今年の特徴は、まず、日中双方の参加者が「自国史研究者」であったことです。これ以前の3回は、日本の中国研究者と、中国の日本研究者も参加する中での対話でした。つまり、おたがいに相手側の事情についてある程度理解があり、それゆえ議論においても相手側立場をおもんばかることができ、自己の歴史認識との"ずれ"を痛切に感じながら双方の違いを議論し合えるという条件が整っていました。今回は、その条件そのものをはずし、それぞれ自国の歴史を研究している者どうしが「戦争と社会」というテーマのもとで議論したらどうなるかという試みに臨みました。

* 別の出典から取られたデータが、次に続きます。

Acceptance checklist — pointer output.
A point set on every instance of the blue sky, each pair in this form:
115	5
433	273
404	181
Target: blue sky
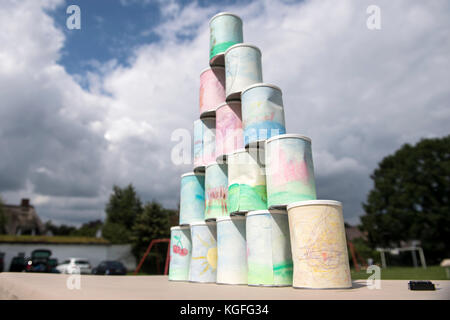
111	29
82	110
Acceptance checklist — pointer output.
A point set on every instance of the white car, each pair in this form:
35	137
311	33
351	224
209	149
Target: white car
75	265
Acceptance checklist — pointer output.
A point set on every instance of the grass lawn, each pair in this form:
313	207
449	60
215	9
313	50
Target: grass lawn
405	273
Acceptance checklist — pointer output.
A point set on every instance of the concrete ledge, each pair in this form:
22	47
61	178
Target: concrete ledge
54	286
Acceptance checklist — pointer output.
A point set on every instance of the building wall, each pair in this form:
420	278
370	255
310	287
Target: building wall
95	253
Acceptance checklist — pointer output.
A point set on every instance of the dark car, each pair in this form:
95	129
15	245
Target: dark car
52	264
110	268
39	261
18	264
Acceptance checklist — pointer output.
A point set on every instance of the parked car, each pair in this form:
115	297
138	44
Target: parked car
39	261
2	261
75	265
18	263
53	263
110	268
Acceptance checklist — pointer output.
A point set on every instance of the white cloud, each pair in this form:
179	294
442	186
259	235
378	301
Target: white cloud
359	94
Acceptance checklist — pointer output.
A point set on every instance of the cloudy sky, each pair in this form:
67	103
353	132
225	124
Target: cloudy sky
82	110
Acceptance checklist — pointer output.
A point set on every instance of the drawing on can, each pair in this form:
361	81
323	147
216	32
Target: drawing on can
231	249
319	245
262	112
229	134
216	190
242	69
268	248
192	198
212	90
289	170
225	31
180	253
246	182
204	252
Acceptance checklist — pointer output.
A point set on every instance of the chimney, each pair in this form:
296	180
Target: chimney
25	203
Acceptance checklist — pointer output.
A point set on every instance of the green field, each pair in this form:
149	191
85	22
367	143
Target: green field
405	273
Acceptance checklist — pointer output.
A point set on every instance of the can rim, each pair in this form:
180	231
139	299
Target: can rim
192	173
242	45
240	150
211	163
227	103
179	227
288	135
227	218
208	116
314	202
210	68
261	84
224	13
201	223
257	212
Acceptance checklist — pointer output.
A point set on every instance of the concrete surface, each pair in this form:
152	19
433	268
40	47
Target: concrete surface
54	286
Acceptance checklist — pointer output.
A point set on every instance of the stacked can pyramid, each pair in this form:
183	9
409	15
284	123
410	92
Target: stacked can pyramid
248	210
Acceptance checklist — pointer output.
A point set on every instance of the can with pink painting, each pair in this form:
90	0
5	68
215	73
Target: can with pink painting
212	89
289	170
229	134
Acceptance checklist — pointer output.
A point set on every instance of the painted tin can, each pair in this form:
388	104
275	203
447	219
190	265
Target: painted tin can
268	248
192	198
262	112
246	181
199	165
180	253
216	190
319	246
212	90
204	142
209	140
229	133
225	31
242	69
289	170
203	267
231	250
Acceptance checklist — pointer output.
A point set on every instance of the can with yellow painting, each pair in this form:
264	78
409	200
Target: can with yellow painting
203	267
319	246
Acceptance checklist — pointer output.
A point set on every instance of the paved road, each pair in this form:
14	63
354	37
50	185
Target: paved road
54	286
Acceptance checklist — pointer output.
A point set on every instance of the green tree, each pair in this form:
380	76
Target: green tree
410	198
2	218
152	223
123	208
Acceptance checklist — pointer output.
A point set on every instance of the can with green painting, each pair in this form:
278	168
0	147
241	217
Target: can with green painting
269	255
246	181
225	31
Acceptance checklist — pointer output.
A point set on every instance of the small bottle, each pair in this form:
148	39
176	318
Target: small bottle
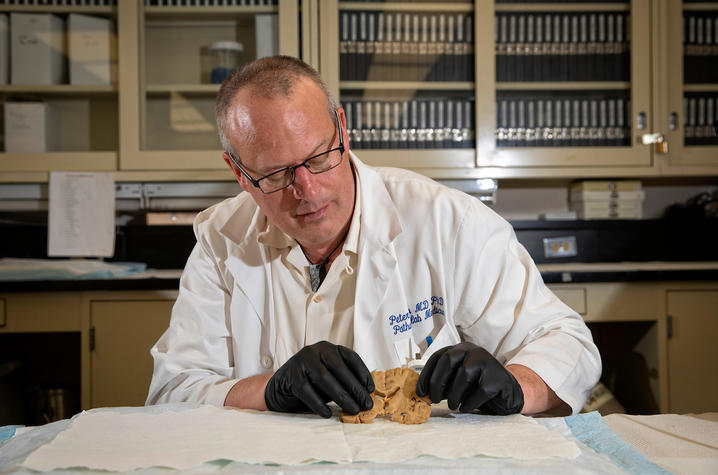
226	58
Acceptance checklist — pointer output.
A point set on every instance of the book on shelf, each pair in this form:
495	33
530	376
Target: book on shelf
4	49
700	117
91	50
404	46
570	120
266	31
25	127
423	123
570	46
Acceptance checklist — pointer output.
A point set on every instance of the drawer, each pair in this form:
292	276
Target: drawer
40	312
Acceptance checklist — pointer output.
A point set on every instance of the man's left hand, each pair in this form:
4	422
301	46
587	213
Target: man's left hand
470	378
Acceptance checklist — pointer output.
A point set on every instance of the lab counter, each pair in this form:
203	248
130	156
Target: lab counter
168	279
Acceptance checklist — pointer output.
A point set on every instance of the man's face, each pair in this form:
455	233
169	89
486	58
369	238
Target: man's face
269	134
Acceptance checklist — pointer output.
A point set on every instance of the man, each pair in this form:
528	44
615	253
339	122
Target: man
326	269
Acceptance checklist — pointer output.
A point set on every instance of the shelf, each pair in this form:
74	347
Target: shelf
416	159
106	10
205	13
563	7
59	89
407	7
71	161
700	87
404	85
159	89
574	86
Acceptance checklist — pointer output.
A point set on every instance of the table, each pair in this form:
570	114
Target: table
677	443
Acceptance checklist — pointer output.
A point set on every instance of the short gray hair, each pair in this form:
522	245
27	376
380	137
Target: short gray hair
269	77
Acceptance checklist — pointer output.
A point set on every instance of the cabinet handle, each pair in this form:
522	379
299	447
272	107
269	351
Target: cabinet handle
673	121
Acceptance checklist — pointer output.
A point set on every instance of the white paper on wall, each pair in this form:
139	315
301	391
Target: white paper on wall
81	217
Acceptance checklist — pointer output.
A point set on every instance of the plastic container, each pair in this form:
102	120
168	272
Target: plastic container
225	59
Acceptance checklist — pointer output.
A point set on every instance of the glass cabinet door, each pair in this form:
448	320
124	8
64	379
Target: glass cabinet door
404	74
58	86
690	121
185	49
571	86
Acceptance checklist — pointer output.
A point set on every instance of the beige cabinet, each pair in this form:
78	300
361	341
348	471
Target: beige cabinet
71	124
692	350
556	90
398	67
169	80
121	335
678	344
687	97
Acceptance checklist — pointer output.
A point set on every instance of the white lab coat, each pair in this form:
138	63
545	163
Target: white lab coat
433	262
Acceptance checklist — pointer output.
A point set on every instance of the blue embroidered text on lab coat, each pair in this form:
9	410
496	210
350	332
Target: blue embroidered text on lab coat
423	310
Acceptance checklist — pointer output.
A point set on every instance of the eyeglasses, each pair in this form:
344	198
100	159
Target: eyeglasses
284	177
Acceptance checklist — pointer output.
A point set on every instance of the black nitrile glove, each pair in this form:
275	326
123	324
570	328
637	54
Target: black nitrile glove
470	376
317	374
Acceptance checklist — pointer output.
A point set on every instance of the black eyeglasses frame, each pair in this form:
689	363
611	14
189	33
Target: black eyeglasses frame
293	169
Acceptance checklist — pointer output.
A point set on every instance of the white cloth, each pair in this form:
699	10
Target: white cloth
122	442
433	262
304	317
679	443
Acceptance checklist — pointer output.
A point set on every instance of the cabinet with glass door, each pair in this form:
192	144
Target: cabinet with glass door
572	89
58	87
177	54
689	117
500	89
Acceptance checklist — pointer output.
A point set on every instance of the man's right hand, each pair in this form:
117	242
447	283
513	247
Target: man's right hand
317	374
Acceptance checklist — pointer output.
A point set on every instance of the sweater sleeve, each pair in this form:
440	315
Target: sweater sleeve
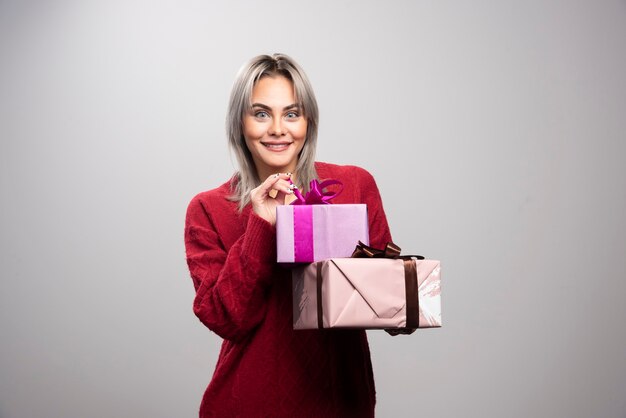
378	226
230	285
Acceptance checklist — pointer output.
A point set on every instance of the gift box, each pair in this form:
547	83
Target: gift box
310	229
367	293
309	233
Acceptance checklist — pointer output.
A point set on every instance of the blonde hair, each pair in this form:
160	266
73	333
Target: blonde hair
239	104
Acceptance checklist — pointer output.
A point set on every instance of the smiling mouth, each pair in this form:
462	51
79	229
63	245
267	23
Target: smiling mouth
280	146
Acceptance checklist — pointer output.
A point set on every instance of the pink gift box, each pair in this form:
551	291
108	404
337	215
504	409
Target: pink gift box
308	233
366	293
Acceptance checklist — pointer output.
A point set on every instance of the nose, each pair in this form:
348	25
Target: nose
276	127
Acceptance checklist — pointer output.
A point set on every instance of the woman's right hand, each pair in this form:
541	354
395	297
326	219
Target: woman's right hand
263	204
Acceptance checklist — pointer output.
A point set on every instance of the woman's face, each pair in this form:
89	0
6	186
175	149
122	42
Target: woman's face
274	128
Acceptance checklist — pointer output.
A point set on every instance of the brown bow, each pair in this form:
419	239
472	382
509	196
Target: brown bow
410	281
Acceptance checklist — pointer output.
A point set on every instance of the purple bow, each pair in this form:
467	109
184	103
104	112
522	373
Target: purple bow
316	194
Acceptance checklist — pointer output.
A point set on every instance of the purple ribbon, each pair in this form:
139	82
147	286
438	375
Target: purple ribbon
316	194
303	239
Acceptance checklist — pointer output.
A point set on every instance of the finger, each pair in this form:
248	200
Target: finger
278	185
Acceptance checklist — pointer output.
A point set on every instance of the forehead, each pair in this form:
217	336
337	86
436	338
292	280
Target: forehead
273	90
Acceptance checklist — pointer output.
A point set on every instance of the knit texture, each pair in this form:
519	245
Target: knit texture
265	368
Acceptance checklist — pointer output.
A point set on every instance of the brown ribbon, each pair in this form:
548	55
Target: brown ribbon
391	251
410	277
320	316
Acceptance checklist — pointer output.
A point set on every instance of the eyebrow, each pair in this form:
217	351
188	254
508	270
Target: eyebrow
266	107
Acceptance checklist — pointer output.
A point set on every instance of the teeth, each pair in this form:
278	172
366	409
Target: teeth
276	145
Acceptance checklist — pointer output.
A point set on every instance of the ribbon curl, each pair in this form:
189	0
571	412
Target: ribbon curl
316	194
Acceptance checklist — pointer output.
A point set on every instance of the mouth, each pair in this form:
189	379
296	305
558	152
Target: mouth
276	146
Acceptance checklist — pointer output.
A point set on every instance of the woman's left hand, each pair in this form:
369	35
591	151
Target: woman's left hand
271	193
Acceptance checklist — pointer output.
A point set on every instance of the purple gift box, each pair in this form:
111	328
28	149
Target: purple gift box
308	233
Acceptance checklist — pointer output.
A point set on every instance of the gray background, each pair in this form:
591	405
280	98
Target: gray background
495	130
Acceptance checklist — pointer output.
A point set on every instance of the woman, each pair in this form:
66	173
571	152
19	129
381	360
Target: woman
265	368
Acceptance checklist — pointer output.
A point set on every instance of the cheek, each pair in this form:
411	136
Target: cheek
252	130
301	130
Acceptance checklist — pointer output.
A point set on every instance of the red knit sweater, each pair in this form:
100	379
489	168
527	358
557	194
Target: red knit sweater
265	368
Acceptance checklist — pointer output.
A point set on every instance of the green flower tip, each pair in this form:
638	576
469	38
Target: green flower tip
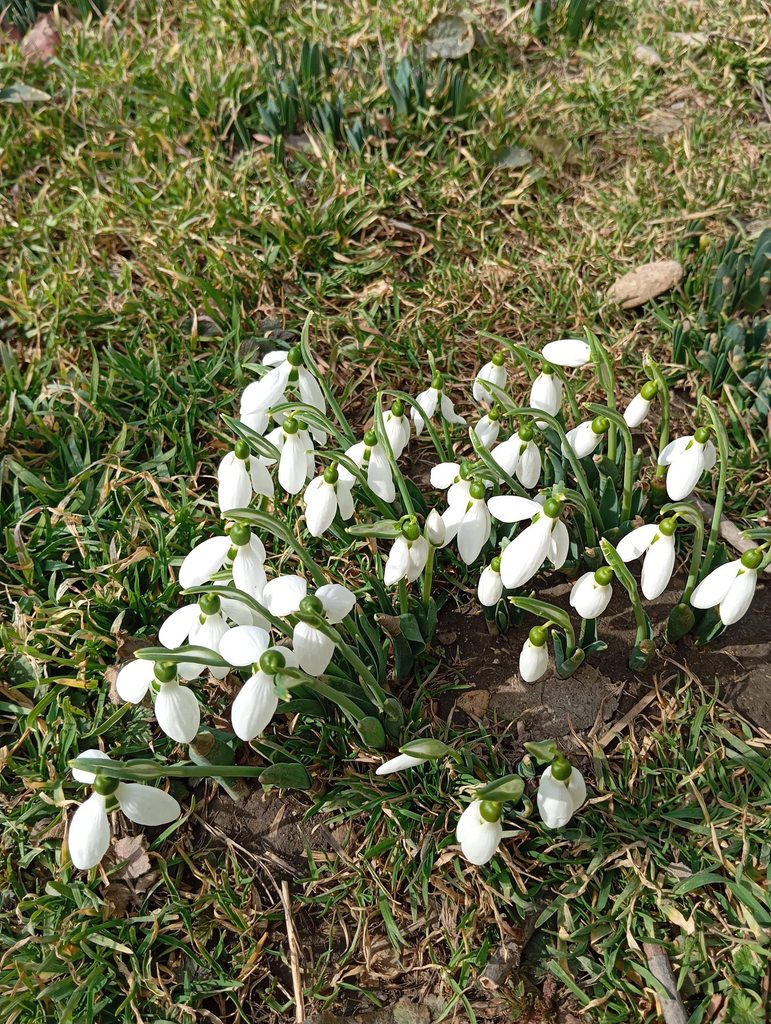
489	810
241	535
272	662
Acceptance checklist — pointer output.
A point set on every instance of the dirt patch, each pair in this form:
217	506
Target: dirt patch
738	664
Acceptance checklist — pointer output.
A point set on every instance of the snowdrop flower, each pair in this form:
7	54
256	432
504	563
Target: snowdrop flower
561	793
270	389
637	410
240	475
567	352
88	836
399	763
296	462
176	707
408	556
242	547
520	455
490	588
585	438
257	699
656	542
533	658
487	428
311	645
687	458
325	496
204	625
493	372
432	399
547	537
730	587
435	531
479	830
371	455
397	428
546	393
592	593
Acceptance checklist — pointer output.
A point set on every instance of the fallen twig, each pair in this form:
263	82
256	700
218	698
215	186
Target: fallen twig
294	954
673	1010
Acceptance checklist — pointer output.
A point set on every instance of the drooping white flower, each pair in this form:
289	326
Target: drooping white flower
592	592
730	588
547	537
490	588
399	763
240	475
519	455
370	455
546	393
408	557
242	547
487	429
585	438
176	707
430	400
687	458
435	531
325	496
533	658
88	835
638	409
296	461
567	352
558	800
493	372
256	701
397	428
287	373
656	542
479	839
313	648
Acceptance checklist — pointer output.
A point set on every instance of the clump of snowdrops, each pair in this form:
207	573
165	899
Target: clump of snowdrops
318	585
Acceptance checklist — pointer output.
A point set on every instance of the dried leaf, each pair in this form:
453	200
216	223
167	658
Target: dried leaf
20	93
645	283
450	37
42	41
130	849
647	55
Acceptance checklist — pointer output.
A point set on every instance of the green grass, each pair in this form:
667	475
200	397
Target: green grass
130	208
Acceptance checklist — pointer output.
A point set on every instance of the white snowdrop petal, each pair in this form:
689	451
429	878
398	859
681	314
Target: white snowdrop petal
86	776
133	680
144	805
283	595
636	544
205	559
314	650
713	589
338	601
178	626
254	707
736	602
567	352
88	835
510	508
399	763
177	712
657	566
244	645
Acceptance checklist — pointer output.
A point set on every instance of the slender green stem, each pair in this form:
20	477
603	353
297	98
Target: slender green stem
629	456
662	393
720	497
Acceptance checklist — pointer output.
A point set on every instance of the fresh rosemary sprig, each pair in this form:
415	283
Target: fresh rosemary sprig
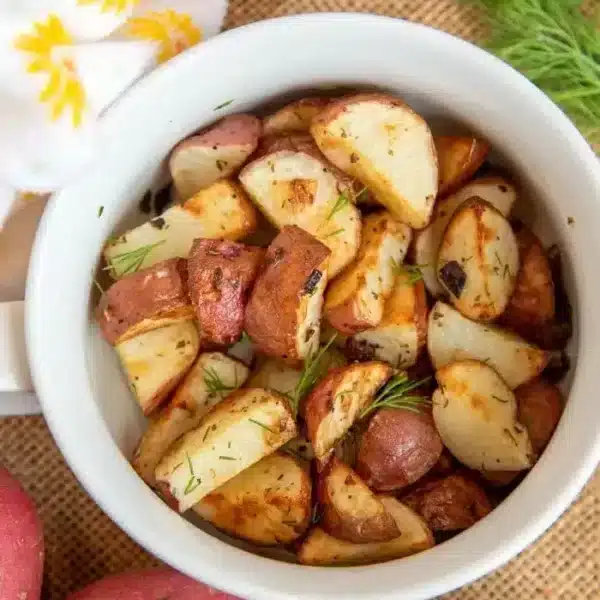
394	395
130	262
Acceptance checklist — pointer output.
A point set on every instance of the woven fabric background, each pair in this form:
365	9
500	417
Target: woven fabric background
82	544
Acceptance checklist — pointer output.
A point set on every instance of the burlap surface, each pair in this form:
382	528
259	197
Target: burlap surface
82	544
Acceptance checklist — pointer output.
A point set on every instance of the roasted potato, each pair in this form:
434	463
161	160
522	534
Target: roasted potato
355	300
319	548
155	361
222	211
397	449
382	142
146	300
295	116
459	157
338	400
451	337
283	315
221	274
449	504
402	332
495	190
475	413
299	188
212	377
478	260
217	152
351	511
239	431
269	503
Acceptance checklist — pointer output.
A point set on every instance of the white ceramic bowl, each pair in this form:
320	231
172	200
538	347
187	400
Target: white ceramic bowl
84	397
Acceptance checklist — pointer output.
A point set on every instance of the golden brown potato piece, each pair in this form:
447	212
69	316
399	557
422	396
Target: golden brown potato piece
351	511
478	260
449	504
319	548
397	449
338	400
145	300
295	116
283	315
355	300
217	152
382	142
269	503
221	274
459	157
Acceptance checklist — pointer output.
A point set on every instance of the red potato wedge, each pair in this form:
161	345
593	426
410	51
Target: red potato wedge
212	377
475	413
295	116
21	542
459	157
351	511
268	504
495	190
355	300
450	504
149	584
321	549
397	449
146	300
452	337
156	361
478	260
221	274
221	211
337	401
402	332
384	144
284	311
238	432
217	152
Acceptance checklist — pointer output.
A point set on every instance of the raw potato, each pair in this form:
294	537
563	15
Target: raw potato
351	511
245	427
296	116
146	300
495	190
355	300
269	503
449	504
221	274
388	147
478	260
221	211
155	361
476	416
397	449
298	188
319	548
284	311
216	152
212	377
337	401
459	157
21	542
402	332
453	337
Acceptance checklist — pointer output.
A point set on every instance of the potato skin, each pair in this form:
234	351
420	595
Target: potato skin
221	274
397	449
449	504
145	300
292	264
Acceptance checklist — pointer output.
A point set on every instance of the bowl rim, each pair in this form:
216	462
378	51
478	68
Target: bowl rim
68	440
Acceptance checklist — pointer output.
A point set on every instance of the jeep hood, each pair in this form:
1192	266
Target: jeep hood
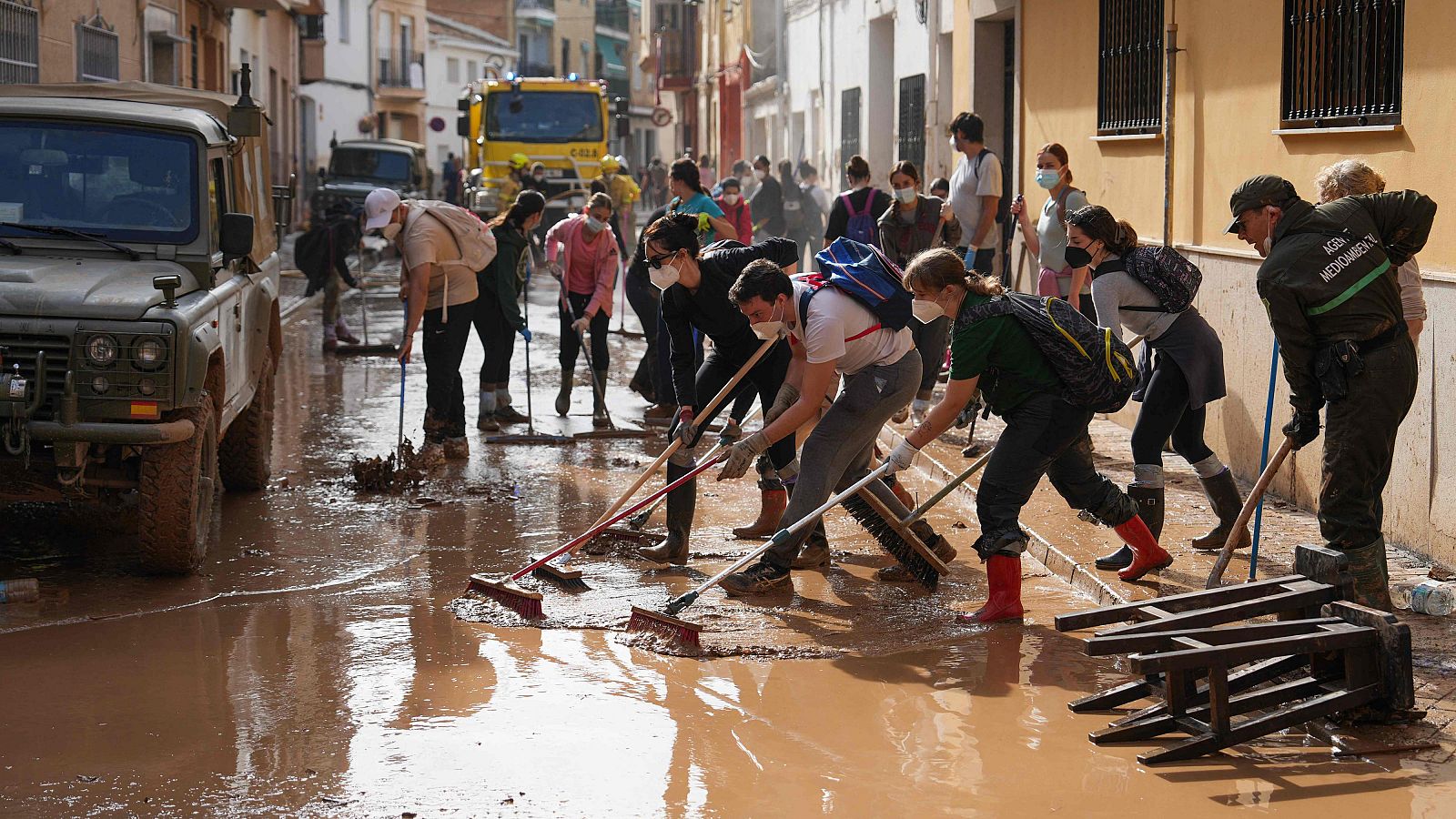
85	288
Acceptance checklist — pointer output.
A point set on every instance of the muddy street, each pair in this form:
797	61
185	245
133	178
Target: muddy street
327	661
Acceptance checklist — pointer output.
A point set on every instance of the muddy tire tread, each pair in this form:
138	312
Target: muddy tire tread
245	453
167	501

その結果、あらたな化学反応が生まれました。たとえば、国立歴史民俗博物館・機関研究員中野良氏の「日本陸軍の軍事演習と地域社会」についての発表では、戦前、戦中の日本地域社会と日本陸軍の相互関係が詳細に明らかにされました。それが中央と地方機関双方の緻密な史料探究にもとづいた研究だったこともあり、中国側研究者たちにとっては新たに知った日本の知識であるとともに、斬新な研究手法に映りました。その他、「東京の都市化と軍需工場」(鈴木智行氏)、「朝鮮戦争と米国世論」(高木綾氏)、「浙江の鉄道権益騒動」(岳欽韜氏)など、いくつかの研究の実例を通して、それぞれの政治史や経済史、社会史の手法を学び合い、白熱したディスカッションが毎日続きました。

和解実現を願い、事業担当者の陰なる努力にも注目

発表内容は関係者向けのサイトに公開され、大学や高校をはじめ各種メディアを通じて、じわじわと浸透しており、日中選り抜きの自国史研究者を招いての試みは、和解実現への第一歩と注目されています。また、参加者からも手ごたえのあるセミナーに、「国際会議で報告をする際の報告方法や論理構成について学ぶことができた」「先行研究も少なく今後の進展が期待されるテーマなので、興味深かった」などという感想が寄せられ、開催する側としてはうれしい限りです。
日中両国の若手研究者40名の人選からセミナー開催に至るまでには、大変な労力を要します。しかし、毎回のセミナーを通して新たな出会いと発見があり、互いの理解が深化していくのを実感します。セミナーの次回の課題を追求しつつ、さらなる和解の実現に向け、Progress Nowで引き続きフォローしていきます。